Making and Using Technology: Shifting toward Possibility and Vision View Digital Media
Paper Presentation in a Themed Session Russell Suereth
The problem this paper addresses is that we excel at making tools and technologies, yet the things we build and how we build them are often harmful to humanity and the environment. Examples from rocket and chemical technologies show that we continue to use technologies in the wrong way. We build rockets that take us to the moon, yet we use rocket technology to build missiles that attack and kill others. We build chemical compounds to power engines, yet we use chemical technology to create pesticides that cause illnesses. This paper suggests that we move beyond building and using technologies in ways that are harmful to humanity and the environment. The research considers whether we can move beyond being makers. It considers whether we can better recognize the possibilities of what things can be made and how we can build and use them. The research further considers that we create visions based on those possibilities.

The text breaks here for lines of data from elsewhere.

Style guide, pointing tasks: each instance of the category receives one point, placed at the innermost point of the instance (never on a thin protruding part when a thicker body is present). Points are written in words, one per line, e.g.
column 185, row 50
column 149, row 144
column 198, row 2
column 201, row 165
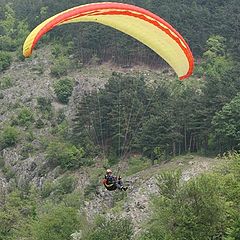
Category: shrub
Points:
column 5, row 60
column 5, row 83
column 39, row 123
column 2, row 162
column 9, row 137
column 66, row 185
column 26, row 150
column 66, row 155
column 44, row 104
column 25, row 117
column 60, row 67
column 120, row 228
column 47, row 189
column 56, row 224
column 63, row 89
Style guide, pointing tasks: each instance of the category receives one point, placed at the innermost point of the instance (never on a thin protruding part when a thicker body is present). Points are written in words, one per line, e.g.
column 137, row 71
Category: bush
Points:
column 60, row 67
column 25, row 117
column 2, row 162
column 26, row 150
column 5, row 60
column 9, row 137
column 5, row 83
column 115, row 229
column 58, row 223
column 66, row 155
column 66, row 185
column 63, row 89
column 44, row 104
column 47, row 189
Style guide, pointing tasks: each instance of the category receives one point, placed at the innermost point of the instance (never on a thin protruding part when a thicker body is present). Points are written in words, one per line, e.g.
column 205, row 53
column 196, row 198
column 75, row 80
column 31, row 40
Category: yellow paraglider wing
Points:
column 137, row 22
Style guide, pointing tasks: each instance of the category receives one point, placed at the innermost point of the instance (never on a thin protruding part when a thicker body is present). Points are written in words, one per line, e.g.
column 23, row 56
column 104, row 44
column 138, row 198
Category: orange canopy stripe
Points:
column 137, row 22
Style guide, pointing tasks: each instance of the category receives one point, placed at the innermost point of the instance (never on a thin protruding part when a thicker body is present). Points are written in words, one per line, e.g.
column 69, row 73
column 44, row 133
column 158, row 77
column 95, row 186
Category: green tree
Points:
column 226, row 125
column 63, row 89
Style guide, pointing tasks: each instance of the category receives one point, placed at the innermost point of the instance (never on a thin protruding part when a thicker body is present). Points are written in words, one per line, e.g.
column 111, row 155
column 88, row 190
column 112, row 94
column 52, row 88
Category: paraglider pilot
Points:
column 113, row 182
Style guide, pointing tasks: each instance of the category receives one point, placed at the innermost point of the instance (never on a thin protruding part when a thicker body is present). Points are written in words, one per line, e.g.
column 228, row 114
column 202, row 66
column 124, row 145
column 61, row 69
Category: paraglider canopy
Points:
column 137, row 22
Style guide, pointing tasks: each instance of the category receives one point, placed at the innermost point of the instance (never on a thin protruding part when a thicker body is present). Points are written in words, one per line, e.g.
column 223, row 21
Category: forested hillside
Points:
column 91, row 98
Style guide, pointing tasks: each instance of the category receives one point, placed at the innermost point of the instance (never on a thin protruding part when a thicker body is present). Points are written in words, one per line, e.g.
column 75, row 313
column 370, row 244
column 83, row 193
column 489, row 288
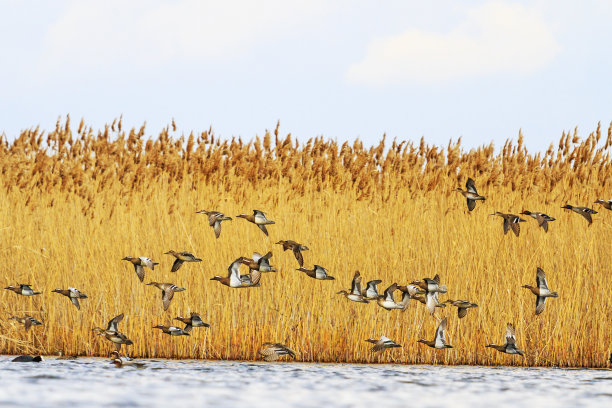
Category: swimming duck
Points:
column 27, row 321
column 27, row 359
column 116, row 354
column 470, row 194
column 509, row 347
column 371, row 290
column 355, row 294
column 140, row 263
column 511, row 221
column 119, row 363
column 387, row 302
column 180, row 258
column 439, row 341
column 296, row 248
column 112, row 333
column 22, row 289
column 462, row 306
column 584, row 211
column 258, row 218
column 259, row 263
column 171, row 330
column 317, row 272
column 541, row 291
column 274, row 351
column 214, row 220
column 382, row 344
column 235, row 280
column 168, row 290
column 73, row 294
column 541, row 218
column 607, row 204
column 194, row 320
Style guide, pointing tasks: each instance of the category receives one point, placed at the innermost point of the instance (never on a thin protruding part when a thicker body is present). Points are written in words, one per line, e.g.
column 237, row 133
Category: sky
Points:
column 439, row 69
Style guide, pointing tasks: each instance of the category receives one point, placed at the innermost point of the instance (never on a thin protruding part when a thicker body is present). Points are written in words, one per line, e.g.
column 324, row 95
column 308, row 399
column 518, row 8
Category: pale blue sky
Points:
column 344, row 70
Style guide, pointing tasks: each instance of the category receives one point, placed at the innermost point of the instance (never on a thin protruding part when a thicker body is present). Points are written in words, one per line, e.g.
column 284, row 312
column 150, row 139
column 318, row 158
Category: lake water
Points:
column 94, row 382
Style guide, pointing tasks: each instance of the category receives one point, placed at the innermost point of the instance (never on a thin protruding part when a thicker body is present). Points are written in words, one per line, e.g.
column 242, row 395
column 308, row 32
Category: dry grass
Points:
column 74, row 204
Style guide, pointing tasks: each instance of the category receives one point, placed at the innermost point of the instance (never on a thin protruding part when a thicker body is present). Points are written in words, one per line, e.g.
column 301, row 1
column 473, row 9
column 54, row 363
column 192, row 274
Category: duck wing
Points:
column 139, row 272
column 510, row 335
column 471, row 186
column 217, row 228
column 167, row 295
column 540, row 304
column 114, row 323
column 440, row 339
column 75, row 301
column 298, row 255
column 176, row 265
column 471, row 204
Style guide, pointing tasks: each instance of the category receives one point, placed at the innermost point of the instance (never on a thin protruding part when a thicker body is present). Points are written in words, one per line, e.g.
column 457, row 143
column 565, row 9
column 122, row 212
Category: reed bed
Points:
column 74, row 202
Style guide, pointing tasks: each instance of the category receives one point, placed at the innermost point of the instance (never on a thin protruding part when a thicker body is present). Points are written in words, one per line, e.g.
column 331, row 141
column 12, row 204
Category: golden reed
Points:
column 74, row 203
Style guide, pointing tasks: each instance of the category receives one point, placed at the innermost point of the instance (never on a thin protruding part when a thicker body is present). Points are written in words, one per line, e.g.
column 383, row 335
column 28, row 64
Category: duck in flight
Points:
column 462, row 306
column 171, row 330
column 112, row 333
column 541, row 218
column 541, row 291
column 511, row 222
column 140, row 263
column 382, row 344
column 168, row 290
column 181, row 257
column 584, row 211
column 258, row 218
column 259, row 263
column 194, row 320
column 439, row 341
column 509, row 347
column 295, row 248
column 214, row 220
column 470, row 194
column 386, row 301
column 73, row 294
column 355, row 293
column 317, row 272
column 235, row 280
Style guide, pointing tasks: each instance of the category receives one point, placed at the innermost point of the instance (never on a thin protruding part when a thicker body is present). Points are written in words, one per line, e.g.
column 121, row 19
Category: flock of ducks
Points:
column 425, row 291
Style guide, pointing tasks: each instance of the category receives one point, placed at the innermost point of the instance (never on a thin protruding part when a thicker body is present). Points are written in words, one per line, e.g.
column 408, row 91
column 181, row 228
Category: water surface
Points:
column 93, row 382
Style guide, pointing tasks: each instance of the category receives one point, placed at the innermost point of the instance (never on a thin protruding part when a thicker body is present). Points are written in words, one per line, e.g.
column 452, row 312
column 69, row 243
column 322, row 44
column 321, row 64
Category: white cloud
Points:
column 94, row 33
column 496, row 37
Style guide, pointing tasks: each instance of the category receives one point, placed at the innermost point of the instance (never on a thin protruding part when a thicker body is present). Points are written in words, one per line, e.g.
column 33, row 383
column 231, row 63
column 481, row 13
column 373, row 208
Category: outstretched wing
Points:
column 176, row 265
column 75, row 301
column 540, row 304
column 471, row 186
column 263, row 228
column 114, row 323
column 217, row 228
column 510, row 334
column 139, row 271
column 471, row 204
column 167, row 296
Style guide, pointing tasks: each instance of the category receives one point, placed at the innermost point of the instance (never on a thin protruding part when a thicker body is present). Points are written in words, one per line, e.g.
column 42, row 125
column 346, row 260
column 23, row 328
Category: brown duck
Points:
column 470, row 194
column 295, row 248
column 541, row 291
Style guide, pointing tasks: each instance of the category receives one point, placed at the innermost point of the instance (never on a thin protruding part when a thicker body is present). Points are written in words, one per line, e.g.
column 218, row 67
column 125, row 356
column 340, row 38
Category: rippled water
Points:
column 95, row 382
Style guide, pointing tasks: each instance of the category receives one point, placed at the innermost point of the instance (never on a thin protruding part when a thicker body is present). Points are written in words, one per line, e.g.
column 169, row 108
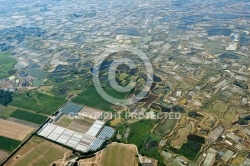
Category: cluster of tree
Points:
column 5, row 97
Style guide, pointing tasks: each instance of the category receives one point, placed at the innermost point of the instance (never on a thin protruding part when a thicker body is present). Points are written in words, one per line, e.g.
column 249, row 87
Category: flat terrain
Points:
column 37, row 102
column 8, row 144
column 91, row 98
column 14, row 130
column 81, row 125
column 119, row 154
column 182, row 135
column 3, row 155
column 64, row 121
column 6, row 64
column 37, row 151
column 29, row 116
column 165, row 128
column 115, row 154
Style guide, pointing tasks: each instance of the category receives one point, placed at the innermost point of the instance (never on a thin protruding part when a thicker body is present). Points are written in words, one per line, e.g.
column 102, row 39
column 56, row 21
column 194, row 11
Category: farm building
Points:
column 79, row 141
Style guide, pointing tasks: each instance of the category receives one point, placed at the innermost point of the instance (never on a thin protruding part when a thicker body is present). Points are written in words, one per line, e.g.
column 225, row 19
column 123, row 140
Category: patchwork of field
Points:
column 163, row 129
column 37, row 102
column 6, row 64
column 37, row 151
column 80, row 125
column 90, row 97
column 115, row 154
column 14, row 130
column 182, row 135
column 90, row 112
column 8, row 144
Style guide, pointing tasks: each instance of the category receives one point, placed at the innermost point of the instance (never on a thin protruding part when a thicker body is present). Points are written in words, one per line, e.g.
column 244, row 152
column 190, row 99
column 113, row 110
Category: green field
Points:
column 91, row 98
column 115, row 154
column 190, row 150
column 39, row 152
column 37, row 102
column 141, row 136
column 6, row 64
column 29, row 116
column 8, row 144
column 165, row 128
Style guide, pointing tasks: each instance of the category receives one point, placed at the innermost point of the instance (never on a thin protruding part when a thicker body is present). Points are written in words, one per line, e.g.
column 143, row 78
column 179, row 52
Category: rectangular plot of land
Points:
column 71, row 108
column 92, row 113
column 14, row 130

These visions could help guide us toward pathways that are more beneficial to humankind and our planet. The paper examines the concepts of possibility and vision from writers such as Thoreau, Gibran, and Huxley. The research considers literature that discusses humanity in the context of making, possibility, and vision. From this research, the paper hopes to show that we can understand the possibilities in things and ourselves. Through this understanding, we may create visions that lead us to make the right things while building and using them in the right ways.